Yes, that's widespread and again it's because of a certain lack of sophistication from a literary point of view. Many people translate "the word of God" into the "words of God." They don't recognize that when you talk theologically about the Bible being the word of God, you mean that it contains an important message, that God is revealing himself through the history of Israel and Jesus Christ. New Testament theology gives us the "Word made flesh in Jesus." But that phrase makes no sense if you're talking about words and sentences. But it does make sense if you're talking about some kind of revelation about the nature of God.
The Bible is correctly understood in Christianity as the Word of God. But it's a distortion to say the Bible contains the words of God as if God had dictated these things. We need to grant that there are differences in the way that biblical authors talked about the world. We can't just pull all of this into the 20th century as if it was just recently written down by God for our benefit.
Evolution is taught in American high schools and yet many still don't believe in it. How can that be counteracted?

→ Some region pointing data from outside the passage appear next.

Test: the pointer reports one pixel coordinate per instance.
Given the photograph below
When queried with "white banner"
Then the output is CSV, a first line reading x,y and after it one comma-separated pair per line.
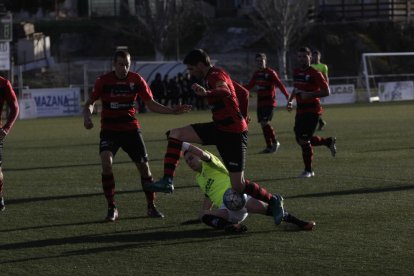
x,y
340,94
396,91
27,109
4,56
55,101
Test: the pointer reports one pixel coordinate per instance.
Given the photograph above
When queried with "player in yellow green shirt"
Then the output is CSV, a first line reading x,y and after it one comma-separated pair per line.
x,y
323,68
213,179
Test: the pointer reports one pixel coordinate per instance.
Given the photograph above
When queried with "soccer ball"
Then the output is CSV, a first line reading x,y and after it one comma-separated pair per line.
x,y
233,200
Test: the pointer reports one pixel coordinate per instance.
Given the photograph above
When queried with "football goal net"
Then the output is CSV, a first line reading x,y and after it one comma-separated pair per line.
x,y
388,76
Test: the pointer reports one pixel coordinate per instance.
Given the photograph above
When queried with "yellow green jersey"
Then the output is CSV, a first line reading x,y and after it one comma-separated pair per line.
x,y
213,179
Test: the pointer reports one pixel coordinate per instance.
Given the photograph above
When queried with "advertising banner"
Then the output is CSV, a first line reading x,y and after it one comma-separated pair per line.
x,y
396,91
52,102
340,94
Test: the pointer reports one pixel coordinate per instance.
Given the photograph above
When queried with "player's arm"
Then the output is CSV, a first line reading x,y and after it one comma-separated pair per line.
x,y
221,90
280,85
289,106
205,156
13,111
87,113
251,83
324,90
155,106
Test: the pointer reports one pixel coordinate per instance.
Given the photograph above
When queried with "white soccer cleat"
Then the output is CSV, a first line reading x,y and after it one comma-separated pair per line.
x,y
332,146
306,174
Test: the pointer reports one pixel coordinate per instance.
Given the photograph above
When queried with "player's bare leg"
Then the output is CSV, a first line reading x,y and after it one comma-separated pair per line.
x,y
176,137
108,185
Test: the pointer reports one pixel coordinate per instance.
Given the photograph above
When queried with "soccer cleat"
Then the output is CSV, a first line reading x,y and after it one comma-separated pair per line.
x,y
332,146
2,206
271,149
306,174
154,213
308,226
235,228
276,146
276,205
112,214
322,124
164,185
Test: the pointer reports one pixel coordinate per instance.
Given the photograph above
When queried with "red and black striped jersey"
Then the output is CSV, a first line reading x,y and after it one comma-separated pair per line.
x,y
118,98
308,79
266,81
224,104
8,96
242,95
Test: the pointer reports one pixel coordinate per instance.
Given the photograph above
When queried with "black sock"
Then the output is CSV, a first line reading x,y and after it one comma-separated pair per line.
x,y
215,222
292,219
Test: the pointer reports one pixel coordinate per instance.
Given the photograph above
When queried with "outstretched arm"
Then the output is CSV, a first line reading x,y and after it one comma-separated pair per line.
x,y
87,114
196,151
159,108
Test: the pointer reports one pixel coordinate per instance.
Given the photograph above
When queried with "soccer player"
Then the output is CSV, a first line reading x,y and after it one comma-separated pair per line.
x,y
7,96
118,91
213,179
323,68
309,86
228,131
266,79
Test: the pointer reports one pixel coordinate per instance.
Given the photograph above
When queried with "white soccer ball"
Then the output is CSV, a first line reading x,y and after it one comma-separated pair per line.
x,y
233,200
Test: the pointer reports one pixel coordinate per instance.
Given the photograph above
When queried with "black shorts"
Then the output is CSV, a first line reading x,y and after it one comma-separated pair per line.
x,y
1,152
130,141
305,126
264,113
231,146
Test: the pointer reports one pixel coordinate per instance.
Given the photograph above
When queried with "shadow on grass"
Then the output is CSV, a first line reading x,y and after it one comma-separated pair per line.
x,y
356,191
64,197
129,241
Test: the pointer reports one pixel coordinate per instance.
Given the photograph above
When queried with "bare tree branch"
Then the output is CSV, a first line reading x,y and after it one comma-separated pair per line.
x,y
282,22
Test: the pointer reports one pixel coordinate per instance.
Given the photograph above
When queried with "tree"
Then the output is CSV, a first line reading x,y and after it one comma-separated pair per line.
x,y
282,22
166,22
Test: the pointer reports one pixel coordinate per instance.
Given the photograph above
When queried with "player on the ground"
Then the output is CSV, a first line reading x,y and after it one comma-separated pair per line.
x,y
323,68
228,131
213,179
267,80
118,91
7,96
309,85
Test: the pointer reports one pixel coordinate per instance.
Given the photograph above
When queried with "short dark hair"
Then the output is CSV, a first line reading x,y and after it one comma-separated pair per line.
x,y
261,55
195,56
316,52
305,50
122,54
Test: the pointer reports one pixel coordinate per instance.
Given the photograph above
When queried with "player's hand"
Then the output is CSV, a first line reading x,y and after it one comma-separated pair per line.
x,y
87,122
199,90
3,134
289,106
305,95
182,108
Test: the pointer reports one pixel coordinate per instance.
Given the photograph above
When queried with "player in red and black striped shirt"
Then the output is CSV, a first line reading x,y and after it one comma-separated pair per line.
x,y
119,91
266,80
309,86
7,96
228,131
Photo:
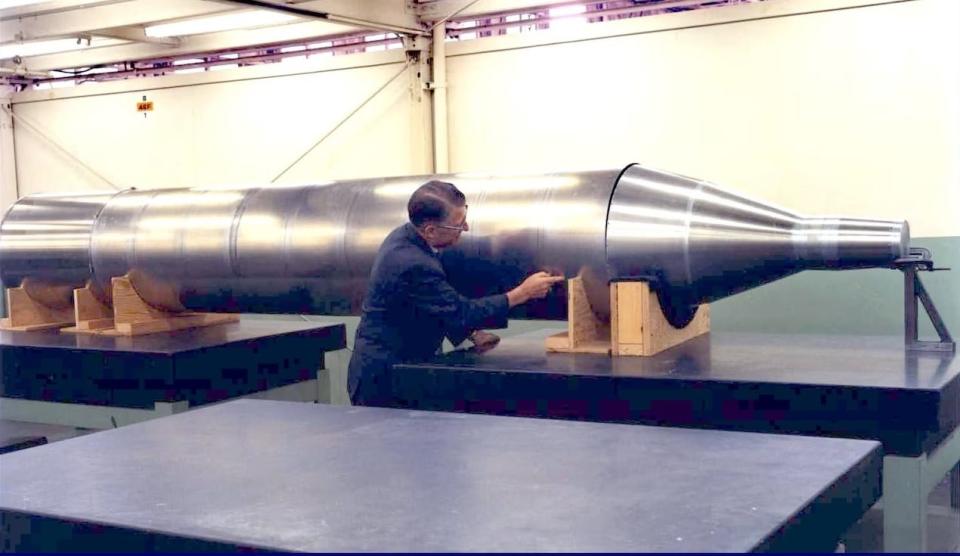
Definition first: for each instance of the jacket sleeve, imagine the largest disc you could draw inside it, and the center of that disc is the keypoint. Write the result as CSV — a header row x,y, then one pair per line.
x,y
434,298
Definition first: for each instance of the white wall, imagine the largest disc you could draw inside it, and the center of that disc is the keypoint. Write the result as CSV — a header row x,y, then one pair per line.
x,y
8,168
212,129
850,111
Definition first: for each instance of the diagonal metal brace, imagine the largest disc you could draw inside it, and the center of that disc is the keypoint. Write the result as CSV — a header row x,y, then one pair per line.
x,y
913,291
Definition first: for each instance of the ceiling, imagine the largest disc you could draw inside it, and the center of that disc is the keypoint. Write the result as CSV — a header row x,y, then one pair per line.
x,y
111,31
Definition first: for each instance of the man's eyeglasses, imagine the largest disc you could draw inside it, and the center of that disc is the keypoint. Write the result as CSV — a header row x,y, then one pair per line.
x,y
460,227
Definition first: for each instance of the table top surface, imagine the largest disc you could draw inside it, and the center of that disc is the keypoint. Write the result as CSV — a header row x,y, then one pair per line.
x,y
291,476
172,342
857,361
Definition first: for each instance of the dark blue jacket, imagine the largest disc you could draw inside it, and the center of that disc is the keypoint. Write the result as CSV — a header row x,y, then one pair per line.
x,y
408,309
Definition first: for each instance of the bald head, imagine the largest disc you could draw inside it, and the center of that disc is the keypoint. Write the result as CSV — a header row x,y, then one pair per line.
x,y
434,202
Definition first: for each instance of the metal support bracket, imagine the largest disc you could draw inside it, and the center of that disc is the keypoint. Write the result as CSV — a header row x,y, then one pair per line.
x,y
920,260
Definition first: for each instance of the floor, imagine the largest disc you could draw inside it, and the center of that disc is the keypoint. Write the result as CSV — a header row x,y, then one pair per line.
x,y
943,522
943,526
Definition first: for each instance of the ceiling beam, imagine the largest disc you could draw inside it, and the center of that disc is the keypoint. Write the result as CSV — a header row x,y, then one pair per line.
x,y
81,19
136,34
194,44
384,15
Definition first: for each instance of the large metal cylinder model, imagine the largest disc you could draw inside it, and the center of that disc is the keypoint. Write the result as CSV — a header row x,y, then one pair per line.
x,y
309,248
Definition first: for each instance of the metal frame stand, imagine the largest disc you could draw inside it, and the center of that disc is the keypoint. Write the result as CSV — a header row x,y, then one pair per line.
x,y
913,290
908,481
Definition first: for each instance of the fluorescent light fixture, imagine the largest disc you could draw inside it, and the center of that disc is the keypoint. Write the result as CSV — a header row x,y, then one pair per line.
x,y
238,20
4,4
37,48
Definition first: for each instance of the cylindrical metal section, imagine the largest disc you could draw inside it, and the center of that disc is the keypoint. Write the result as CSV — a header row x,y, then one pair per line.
x,y
310,248
700,243
47,238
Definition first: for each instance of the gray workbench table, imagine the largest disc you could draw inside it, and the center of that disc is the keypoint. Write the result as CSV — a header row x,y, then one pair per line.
x,y
292,476
842,386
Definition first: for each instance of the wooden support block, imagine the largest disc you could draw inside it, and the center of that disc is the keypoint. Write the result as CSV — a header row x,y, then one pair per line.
x,y
91,313
132,316
637,325
27,313
129,307
585,332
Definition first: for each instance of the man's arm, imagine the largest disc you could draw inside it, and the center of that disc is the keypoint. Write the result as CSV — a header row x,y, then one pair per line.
x,y
433,297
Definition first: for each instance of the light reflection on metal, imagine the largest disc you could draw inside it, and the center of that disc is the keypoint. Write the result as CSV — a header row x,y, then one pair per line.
x,y
310,248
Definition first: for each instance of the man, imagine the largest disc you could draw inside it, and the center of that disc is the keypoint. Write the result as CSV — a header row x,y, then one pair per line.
x,y
410,306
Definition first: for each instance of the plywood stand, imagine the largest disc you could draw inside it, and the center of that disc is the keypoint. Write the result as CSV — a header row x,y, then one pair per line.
x,y
29,313
130,315
637,325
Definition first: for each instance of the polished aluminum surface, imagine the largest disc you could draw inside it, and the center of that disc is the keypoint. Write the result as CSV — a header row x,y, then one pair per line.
x,y
703,243
309,248
46,238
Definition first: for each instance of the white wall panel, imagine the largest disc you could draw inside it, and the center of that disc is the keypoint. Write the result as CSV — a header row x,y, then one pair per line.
x,y
233,132
851,111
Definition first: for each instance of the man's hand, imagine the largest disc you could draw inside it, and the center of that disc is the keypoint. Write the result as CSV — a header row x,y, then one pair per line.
x,y
484,341
536,286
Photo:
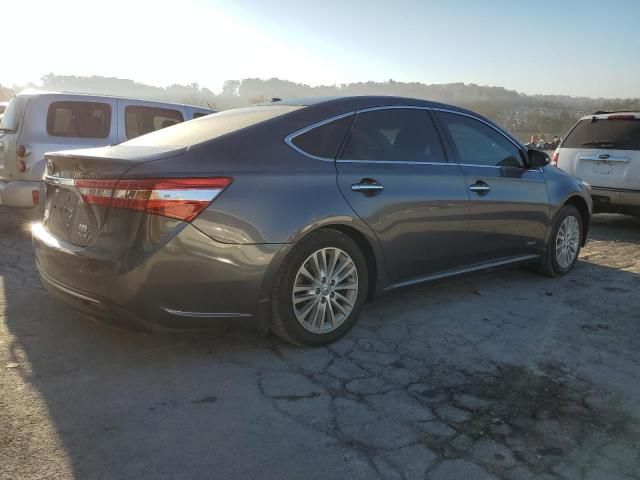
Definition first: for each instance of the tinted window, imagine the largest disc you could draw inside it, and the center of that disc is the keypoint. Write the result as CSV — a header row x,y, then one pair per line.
x,y
479,144
324,141
401,134
13,114
79,119
620,134
141,120
212,126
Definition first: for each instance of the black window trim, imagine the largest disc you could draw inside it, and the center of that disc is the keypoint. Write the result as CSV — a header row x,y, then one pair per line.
x,y
521,149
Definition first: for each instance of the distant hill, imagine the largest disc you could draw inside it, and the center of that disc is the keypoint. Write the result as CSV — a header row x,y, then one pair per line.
x,y
522,114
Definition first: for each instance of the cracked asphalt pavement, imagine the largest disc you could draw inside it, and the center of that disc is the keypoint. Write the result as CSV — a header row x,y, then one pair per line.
x,y
502,374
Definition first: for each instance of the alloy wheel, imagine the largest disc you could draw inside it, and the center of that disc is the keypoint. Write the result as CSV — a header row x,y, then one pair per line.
x,y
325,290
567,241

Well, if you could figure that one out, someone would be interviewing you, not you interviewing me. You're absolutely right. That's a challenging problem and it's a problem that the Europeans are just shaking their heads over.
Why is that?
Because Europe doesn't have a robust fundamentalist subculture like America has had since the early parts of the 20th century. American religion has been characterized by an entrepreneurial spirit. In Europe, many of the great religious traditions wasted away because they were supported by government. They didn't need to be popular and have lots of people coming to worship on Sunday to continue. So they atrophied and people lost interest.
In America, without that kind of governmental support, religious leaders had to be entrepreneurial. So a charismatic evangelist can come up with a brand-new approach to faith and touch some chord contemporary with people's needs. It's why we see people like Rick Warren, a very popular guy who is revolutionizing the way a lot of evangelicals think about their faith. He's obviously tapped into an anti-evolutionary fundamentalism and biblical literalism that people find important and like.
Biblical literalism is very simple. You read the Bible in English and you say to yourself that these are the things God wrote down through a secretary a long time ago, and all I need to do is read this in English and that's all the work I have to do to understand it. Who wouldn't want that to be the case? If you try to tell these people that they need some egghead scholar from Harvard, who can read Hebrew, to come in and help them with it, that seems offensive and alienating, and people aren't attracted to that. So I think the ability of American religion to invent itself and to appeal to common denominators, sometimes the lowest denominator, has allowed these evangelical movements to flourish with their own agendas.
Discussing intelligent design, you write, "although I wish it were true, it must be rejected." Why?
I don't think the intelligent design movement does anything useful. Its poster children for God's intervention are things like the clotting of blood or the propeller on the back of a bacterium. These aren't interesting features of the world, and the fact that they seem complicated and hard to explain through evolution doesn't suggest for one second that we ought to invoke the supernatural finger of God. I do think there are lots of things we don't understand about the world and maybe the intelligent design movement is doing us a service by shining a bright light on those. But when all is said and done, I don't think Christian theology wants to have a God who is one of several different factors in shaping natural history.
Do you think the intelligent-design movement demeans God?
Yes, it turns God into a kind of conjurer, one who comes in every now and then to do a trick in nature. How is this a helpful model for God?